Azure Update Management
Have you checked the update management system for your Azure and On-Premises server that supports both Windows and Linux operating systems? And it is completely free! Please find the full list of supported operating systems and prerequisites here: https://docs.microsoft.com/en-us/azure/operations-management-suite/oms-solution-update-management#prerequisites.
Lets get started. The easiest way is to start from an Azure VM. Go to the VMs blade and find “Update management”. You will see a notification that the solution is not enabled.
Click the notification and the “Update Management” blade will open. The “Update Management” is an OMS solution, so you will need to create a “Log analytics” workspace, you can use the Free tier. If you don’t have a Log analytics workspace the wizard will create a default for you. Also it will create an automation account. Pressing enable will enable the “Update Management” solution.
After about 15 minutes, at the “Update Management” section of the VM you will see the report of the VM’s updates.

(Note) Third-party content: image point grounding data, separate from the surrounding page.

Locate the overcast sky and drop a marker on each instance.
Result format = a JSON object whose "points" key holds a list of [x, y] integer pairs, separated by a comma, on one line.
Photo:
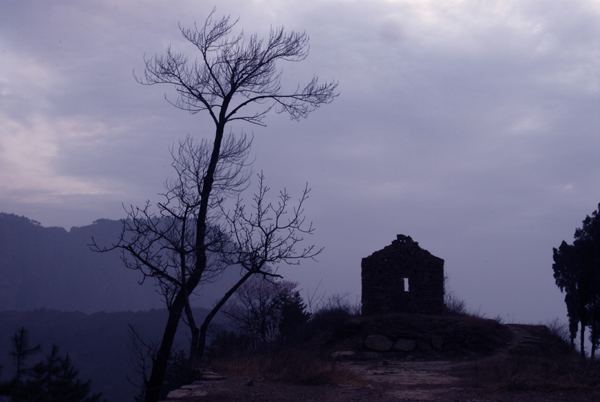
{"points": [[472, 126]]}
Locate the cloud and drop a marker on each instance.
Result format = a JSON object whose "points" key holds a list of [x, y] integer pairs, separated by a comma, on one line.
{"points": [[471, 126]]}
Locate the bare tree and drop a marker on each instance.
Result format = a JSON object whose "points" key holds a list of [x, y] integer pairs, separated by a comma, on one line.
{"points": [[234, 78]]}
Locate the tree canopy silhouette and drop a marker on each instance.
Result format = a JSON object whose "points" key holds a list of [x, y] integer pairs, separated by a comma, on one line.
{"points": [[577, 274], [234, 78]]}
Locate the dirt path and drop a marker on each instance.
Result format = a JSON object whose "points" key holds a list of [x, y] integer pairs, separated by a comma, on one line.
{"points": [[393, 380]]}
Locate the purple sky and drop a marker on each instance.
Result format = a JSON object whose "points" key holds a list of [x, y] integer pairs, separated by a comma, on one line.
{"points": [[472, 126]]}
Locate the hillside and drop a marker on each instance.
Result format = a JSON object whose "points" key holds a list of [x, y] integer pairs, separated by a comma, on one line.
{"points": [[55, 269]]}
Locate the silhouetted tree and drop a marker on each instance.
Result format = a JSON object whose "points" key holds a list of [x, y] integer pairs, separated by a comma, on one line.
{"points": [[235, 78], [51, 380], [256, 309], [577, 273]]}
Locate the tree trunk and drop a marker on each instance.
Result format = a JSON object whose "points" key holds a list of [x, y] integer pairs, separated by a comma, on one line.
{"points": [[161, 360], [213, 312], [582, 339]]}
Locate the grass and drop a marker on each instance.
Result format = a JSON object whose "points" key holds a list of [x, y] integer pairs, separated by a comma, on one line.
{"points": [[295, 365]]}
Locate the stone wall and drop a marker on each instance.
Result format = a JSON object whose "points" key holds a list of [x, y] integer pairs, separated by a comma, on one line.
{"points": [[402, 277]]}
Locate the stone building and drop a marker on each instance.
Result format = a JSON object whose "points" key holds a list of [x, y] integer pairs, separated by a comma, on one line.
{"points": [[402, 277]]}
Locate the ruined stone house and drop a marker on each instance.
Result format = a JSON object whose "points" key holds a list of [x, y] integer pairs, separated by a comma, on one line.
{"points": [[402, 277]]}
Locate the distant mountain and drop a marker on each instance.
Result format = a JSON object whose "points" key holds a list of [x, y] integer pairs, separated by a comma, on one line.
{"points": [[99, 344], [54, 269]]}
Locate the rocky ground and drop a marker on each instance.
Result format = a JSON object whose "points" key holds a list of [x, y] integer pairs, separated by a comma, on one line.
{"points": [[524, 368]]}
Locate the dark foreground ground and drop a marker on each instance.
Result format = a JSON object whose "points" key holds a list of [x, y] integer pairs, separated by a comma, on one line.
{"points": [[527, 363]]}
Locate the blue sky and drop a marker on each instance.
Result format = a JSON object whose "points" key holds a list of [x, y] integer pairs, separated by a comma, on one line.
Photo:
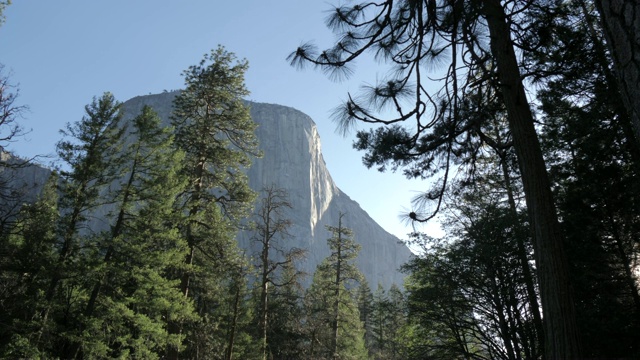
{"points": [[62, 53]]}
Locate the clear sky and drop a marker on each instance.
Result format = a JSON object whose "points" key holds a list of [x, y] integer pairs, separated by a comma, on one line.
{"points": [[62, 53]]}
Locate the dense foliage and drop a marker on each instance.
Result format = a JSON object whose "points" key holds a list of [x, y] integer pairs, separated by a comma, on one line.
{"points": [[535, 161]]}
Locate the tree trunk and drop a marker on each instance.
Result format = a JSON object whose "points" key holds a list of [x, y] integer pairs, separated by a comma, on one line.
{"points": [[557, 300], [621, 23]]}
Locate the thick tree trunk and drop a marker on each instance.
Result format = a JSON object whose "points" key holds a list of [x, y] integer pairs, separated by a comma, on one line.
{"points": [[621, 23], [557, 300]]}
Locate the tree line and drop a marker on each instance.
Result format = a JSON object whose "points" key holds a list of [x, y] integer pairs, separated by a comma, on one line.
{"points": [[130, 251], [524, 117]]}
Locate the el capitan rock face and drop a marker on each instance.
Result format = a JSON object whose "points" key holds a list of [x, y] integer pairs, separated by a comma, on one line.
{"points": [[293, 161]]}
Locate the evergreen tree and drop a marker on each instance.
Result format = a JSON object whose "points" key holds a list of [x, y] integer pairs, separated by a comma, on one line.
{"points": [[412, 37], [130, 293], [90, 152], [215, 131], [28, 257], [286, 327], [620, 21], [335, 329], [271, 229]]}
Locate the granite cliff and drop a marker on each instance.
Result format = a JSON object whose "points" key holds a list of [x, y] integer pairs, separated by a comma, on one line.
{"points": [[292, 161]]}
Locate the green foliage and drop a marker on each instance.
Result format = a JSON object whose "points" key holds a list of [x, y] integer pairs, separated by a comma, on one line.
{"points": [[214, 129], [320, 301], [333, 324]]}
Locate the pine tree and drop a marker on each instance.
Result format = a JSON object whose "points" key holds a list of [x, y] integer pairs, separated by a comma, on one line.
{"points": [[270, 231], [286, 333], [331, 300], [90, 152], [215, 131], [28, 257], [129, 288], [412, 37]]}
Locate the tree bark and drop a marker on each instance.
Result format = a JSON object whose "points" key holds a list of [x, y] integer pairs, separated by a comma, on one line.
{"points": [[561, 332], [621, 23]]}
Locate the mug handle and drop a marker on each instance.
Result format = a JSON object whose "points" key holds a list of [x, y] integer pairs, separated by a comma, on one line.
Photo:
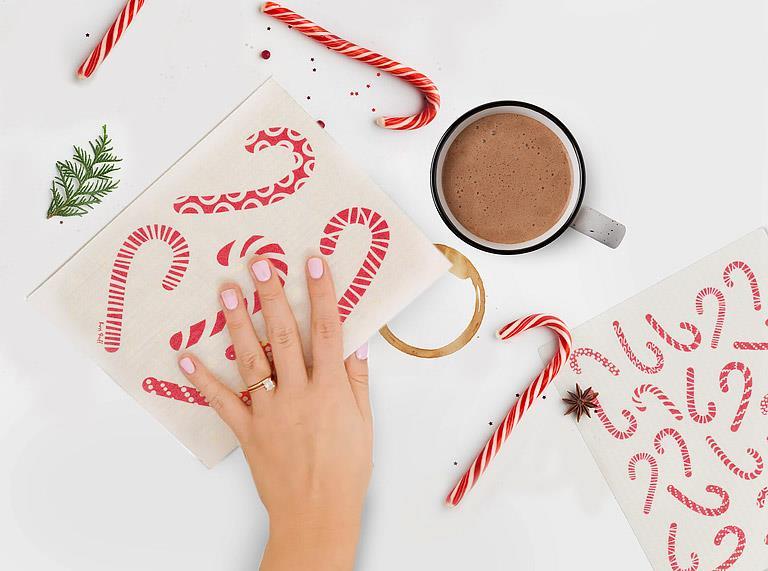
{"points": [[599, 227]]}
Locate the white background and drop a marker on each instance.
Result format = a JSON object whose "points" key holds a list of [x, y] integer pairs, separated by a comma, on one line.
{"points": [[668, 101]]}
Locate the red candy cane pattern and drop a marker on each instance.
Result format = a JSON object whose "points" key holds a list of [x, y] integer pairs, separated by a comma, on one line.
{"points": [[725, 500], [718, 295], [659, 394], [690, 398], [731, 465], [650, 370], [335, 43], [678, 438], [746, 394], [741, 541], [674, 343], [303, 167], [377, 250], [573, 361], [672, 552], [530, 394], [739, 265], [654, 477], [122, 264]]}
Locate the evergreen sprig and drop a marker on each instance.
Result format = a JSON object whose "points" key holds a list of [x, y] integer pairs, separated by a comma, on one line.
{"points": [[82, 182]]}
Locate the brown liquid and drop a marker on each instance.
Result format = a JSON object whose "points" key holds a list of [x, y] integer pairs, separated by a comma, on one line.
{"points": [[507, 178]]}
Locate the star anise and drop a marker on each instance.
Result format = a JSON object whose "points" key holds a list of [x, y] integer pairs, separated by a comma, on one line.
{"points": [[580, 402]]}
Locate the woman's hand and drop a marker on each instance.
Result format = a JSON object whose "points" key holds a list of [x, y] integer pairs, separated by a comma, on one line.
{"points": [[308, 442]]}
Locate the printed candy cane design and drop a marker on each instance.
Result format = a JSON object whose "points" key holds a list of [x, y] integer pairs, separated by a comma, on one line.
{"points": [[122, 265], [573, 361], [674, 343], [659, 394], [672, 552], [678, 438], [718, 295], [690, 381], [728, 463], [725, 500], [650, 370], [745, 396], [741, 541], [739, 265], [654, 479], [611, 428], [210, 327], [303, 166], [373, 259]]}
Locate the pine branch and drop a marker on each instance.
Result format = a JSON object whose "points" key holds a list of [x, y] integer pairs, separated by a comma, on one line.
{"points": [[81, 183]]}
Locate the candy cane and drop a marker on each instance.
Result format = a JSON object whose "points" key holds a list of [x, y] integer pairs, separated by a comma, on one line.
{"points": [[373, 259], [678, 438], [611, 428], [690, 381], [303, 167], [725, 500], [728, 463], [745, 396], [530, 394], [718, 295], [587, 352], [122, 264], [672, 550], [738, 264], [654, 479], [737, 552], [674, 343], [211, 327], [650, 370], [111, 37], [659, 394], [335, 43]]}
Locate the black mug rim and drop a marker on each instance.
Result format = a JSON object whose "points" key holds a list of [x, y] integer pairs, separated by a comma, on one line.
{"points": [[439, 149]]}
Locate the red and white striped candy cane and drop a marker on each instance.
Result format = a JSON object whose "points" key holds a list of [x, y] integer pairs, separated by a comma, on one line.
{"points": [[741, 542], [650, 370], [335, 43], [377, 250], [674, 343], [573, 361], [731, 465], [530, 394], [101, 51], [745, 395], [654, 477], [672, 552], [725, 500], [681, 444], [690, 381], [122, 264], [744, 267], [718, 295], [659, 394]]}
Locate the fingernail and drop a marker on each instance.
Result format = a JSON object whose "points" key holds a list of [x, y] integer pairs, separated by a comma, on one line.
{"points": [[261, 270], [187, 364], [229, 297], [315, 267]]}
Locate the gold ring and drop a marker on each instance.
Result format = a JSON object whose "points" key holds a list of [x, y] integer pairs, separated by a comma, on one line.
{"points": [[463, 269]]}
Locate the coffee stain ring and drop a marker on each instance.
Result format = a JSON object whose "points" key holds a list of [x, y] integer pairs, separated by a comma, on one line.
{"points": [[463, 269]]}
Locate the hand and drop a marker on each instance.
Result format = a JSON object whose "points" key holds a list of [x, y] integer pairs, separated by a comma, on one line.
{"points": [[308, 442]]}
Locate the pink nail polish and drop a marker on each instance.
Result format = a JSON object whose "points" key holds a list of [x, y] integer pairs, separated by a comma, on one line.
{"points": [[261, 270], [187, 365], [315, 267], [229, 297]]}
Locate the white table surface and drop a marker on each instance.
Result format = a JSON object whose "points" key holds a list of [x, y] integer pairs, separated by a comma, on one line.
{"points": [[668, 101]]}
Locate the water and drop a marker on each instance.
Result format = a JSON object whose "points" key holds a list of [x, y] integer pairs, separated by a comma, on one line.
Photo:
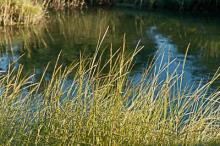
{"points": [[166, 33]]}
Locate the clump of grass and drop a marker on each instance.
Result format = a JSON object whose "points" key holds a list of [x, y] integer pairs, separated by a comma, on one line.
{"points": [[14, 12], [62, 4], [95, 103]]}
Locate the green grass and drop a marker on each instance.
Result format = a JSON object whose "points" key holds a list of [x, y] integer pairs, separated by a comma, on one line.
{"points": [[101, 106]]}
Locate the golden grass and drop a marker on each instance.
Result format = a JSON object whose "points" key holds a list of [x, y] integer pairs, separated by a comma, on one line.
{"points": [[14, 12], [83, 104]]}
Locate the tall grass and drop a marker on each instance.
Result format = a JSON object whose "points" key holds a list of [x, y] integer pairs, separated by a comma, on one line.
{"points": [[13, 12], [94, 103]]}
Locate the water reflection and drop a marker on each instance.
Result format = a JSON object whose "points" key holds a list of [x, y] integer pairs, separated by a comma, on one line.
{"points": [[73, 32]]}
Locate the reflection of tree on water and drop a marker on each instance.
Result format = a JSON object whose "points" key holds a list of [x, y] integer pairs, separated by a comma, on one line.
{"points": [[73, 32]]}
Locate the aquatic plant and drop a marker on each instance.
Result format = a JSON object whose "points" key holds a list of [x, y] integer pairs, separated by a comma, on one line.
{"points": [[62, 4], [14, 12], [83, 104]]}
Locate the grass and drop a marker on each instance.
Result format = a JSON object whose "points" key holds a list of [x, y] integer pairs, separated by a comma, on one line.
{"points": [[14, 12], [95, 103]]}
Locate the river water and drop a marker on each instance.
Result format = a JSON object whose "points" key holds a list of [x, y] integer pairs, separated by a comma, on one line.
{"points": [[164, 34]]}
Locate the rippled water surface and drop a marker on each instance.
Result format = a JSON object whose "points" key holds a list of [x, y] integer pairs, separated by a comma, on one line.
{"points": [[163, 34]]}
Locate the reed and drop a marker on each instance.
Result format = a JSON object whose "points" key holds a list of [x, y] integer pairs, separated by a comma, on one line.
{"points": [[85, 105], [25, 12]]}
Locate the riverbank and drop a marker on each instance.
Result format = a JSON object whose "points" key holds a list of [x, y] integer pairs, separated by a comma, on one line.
{"points": [[81, 104]]}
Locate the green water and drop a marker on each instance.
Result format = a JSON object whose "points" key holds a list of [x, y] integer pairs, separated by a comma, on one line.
{"points": [[74, 32]]}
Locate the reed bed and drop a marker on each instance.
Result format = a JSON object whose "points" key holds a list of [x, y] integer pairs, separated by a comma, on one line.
{"points": [[14, 12], [94, 103]]}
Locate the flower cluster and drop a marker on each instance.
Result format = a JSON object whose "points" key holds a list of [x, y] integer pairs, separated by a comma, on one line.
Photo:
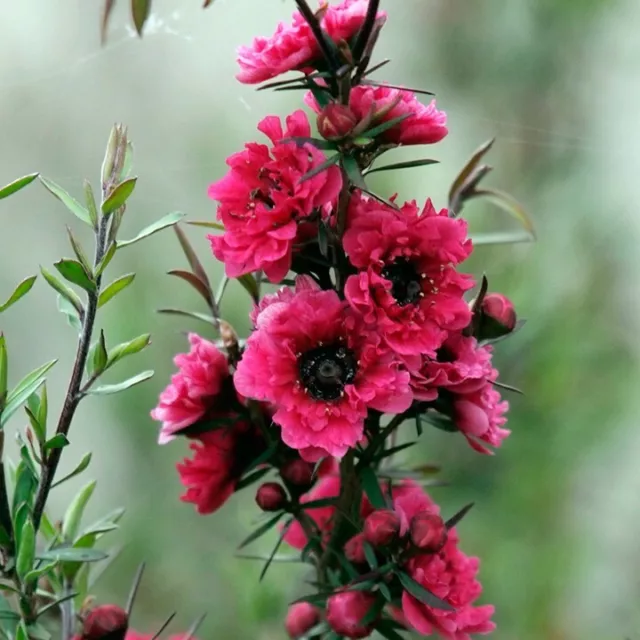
{"points": [[372, 326]]}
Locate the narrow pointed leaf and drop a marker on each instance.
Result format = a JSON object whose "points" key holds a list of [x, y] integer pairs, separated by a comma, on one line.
{"points": [[115, 288], [67, 200], [19, 292], [167, 221], [16, 185], [74, 272], [119, 196], [108, 389]]}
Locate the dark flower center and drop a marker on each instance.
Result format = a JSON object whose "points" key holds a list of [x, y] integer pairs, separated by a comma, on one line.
{"points": [[326, 370], [406, 286]]}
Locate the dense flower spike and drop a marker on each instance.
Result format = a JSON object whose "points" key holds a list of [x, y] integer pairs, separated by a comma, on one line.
{"points": [[220, 458], [420, 124], [194, 391], [407, 286], [264, 206], [294, 46], [322, 368]]}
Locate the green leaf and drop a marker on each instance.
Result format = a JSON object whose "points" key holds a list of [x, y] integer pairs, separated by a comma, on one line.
{"points": [[107, 389], [403, 165], [106, 259], [500, 237], [203, 317], [115, 288], [82, 465], [127, 349], [59, 441], [26, 549], [68, 201], [71, 313], [74, 272], [167, 221], [267, 564], [421, 594], [371, 487], [67, 293], [119, 196], [91, 204], [98, 356], [261, 530], [73, 515], [18, 396], [73, 554], [16, 185], [80, 254], [323, 166], [19, 292], [140, 12], [507, 203]]}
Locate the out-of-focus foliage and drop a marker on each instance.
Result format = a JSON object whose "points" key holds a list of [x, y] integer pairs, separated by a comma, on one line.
{"points": [[556, 83]]}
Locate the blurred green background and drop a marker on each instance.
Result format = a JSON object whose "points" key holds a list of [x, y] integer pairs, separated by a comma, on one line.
{"points": [[556, 81]]}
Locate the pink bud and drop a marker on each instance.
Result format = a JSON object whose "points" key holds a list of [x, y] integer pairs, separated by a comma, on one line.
{"points": [[107, 621], [271, 496], [428, 532], [301, 617], [347, 609], [381, 528], [354, 549], [499, 316], [336, 121], [298, 472]]}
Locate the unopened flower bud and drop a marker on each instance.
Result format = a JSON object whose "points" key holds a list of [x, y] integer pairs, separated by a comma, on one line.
{"points": [[498, 316], [381, 528], [301, 617], [336, 121], [106, 622], [428, 532], [271, 496], [297, 472], [347, 609], [354, 549]]}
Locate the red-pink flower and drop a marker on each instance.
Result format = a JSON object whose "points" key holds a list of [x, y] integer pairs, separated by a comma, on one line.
{"points": [[464, 373], [194, 391], [407, 288], [264, 207], [425, 124], [220, 457], [294, 46], [314, 360], [449, 574]]}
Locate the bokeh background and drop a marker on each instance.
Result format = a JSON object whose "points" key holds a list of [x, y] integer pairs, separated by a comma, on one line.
{"points": [[557, 510]]}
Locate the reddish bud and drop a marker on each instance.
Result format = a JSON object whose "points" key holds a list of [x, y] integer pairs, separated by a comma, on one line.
{"points": [[428, 532], [381, 528], [354, 549], [347, 609], [271, 496], [106, 622], [301, 617], [336, 121], [298, 472], [498, 316]]}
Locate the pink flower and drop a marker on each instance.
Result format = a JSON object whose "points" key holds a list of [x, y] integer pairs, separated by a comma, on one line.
{"points": [[449, 574], [220, 458], [425, 125], [194, 391], [312, 358], [407, 288], [294, 46], [464, 375], [264, 207]]}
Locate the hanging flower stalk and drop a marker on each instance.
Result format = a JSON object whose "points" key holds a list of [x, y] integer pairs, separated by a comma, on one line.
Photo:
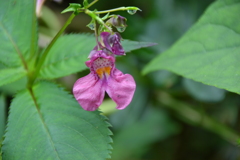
{"points": [[104, 77]]}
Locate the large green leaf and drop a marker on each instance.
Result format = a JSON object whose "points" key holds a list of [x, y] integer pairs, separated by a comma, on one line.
{"points": [[70, 53], [11, 74], [210, 51], [2, 116], [18, 36], [48, 124]]}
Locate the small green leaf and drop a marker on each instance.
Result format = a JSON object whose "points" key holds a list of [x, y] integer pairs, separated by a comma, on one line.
{"points": [[209, 51], [91, 25], [70, 53], [11, 74], [18, 32], [105, 17], [73, 7], [49, 124], [133, 10], [85, 3]]}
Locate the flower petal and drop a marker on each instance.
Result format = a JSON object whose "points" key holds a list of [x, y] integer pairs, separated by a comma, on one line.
{"points": [[89, 92], [121, 88]]}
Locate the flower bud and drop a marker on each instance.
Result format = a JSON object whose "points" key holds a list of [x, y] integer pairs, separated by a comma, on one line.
{"points": [[118, 21]]}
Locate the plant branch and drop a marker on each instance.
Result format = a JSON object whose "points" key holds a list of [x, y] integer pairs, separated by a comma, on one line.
{"points": [[94, 16], [117, 9], [92, 3]]}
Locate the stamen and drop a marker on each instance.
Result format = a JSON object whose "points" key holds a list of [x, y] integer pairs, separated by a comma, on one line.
{"points": [[102, 67]]}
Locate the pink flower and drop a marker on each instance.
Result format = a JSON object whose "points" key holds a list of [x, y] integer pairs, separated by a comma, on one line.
{"points": [[89, 91]]}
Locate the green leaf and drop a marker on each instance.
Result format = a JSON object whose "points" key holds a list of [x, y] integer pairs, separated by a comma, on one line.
{"points": [[156, 125], [209, 51], [18, 35], [85, 3], [2, 116], [12, 88], [70, 53], [203, 92], [11, 74], [73, 7], [49, 124]]}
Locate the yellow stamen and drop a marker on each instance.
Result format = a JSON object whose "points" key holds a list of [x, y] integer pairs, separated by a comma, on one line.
{"points": [[104, 70]]}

After that process the Automation Account is created and we can browse to the “Automation Accounts” service at the Azure Portal. There click the newly created Automation Account and scroll to the “Update Management” section. There we can see a full report of all VMs that we will add to the Update Management solution. To add more Azure VMs simply click the “Add Azure VM” button.
The Virtual Machines blade will open and will list all Virtual Machines at the tenant. Select each VM and press Enable.
After all required VMs are added to the Update Management solution click the “Schedule update deployment” button. There we will select the OS type of the deployment, the list of computers to update, what type of updates will deploy and the scheduler. More or less this is something familiar for anyone that has worked with WSUS.
Press the “Computers to Update” to select the Azure VMs for this deployment from the list of all VMs enabled.
Then select what types of updates will deploy.
If you want to exclude any specific update you can add the KB number at the “Excluded updated” blade.
And finally select the schedule that the update deployment will run.
Back to the “Update Management” blade, as we already said, we have a complete update monitoring of all Virtual Machines that are part of the “Update Management” solution.
You can also go to the “Log Analytics” workspase and open the “OMS Portal”
There, among other, you will see the newly added “System Update Assessment” solution.
and have a full monitoring and reporting of the updates of your whole environment.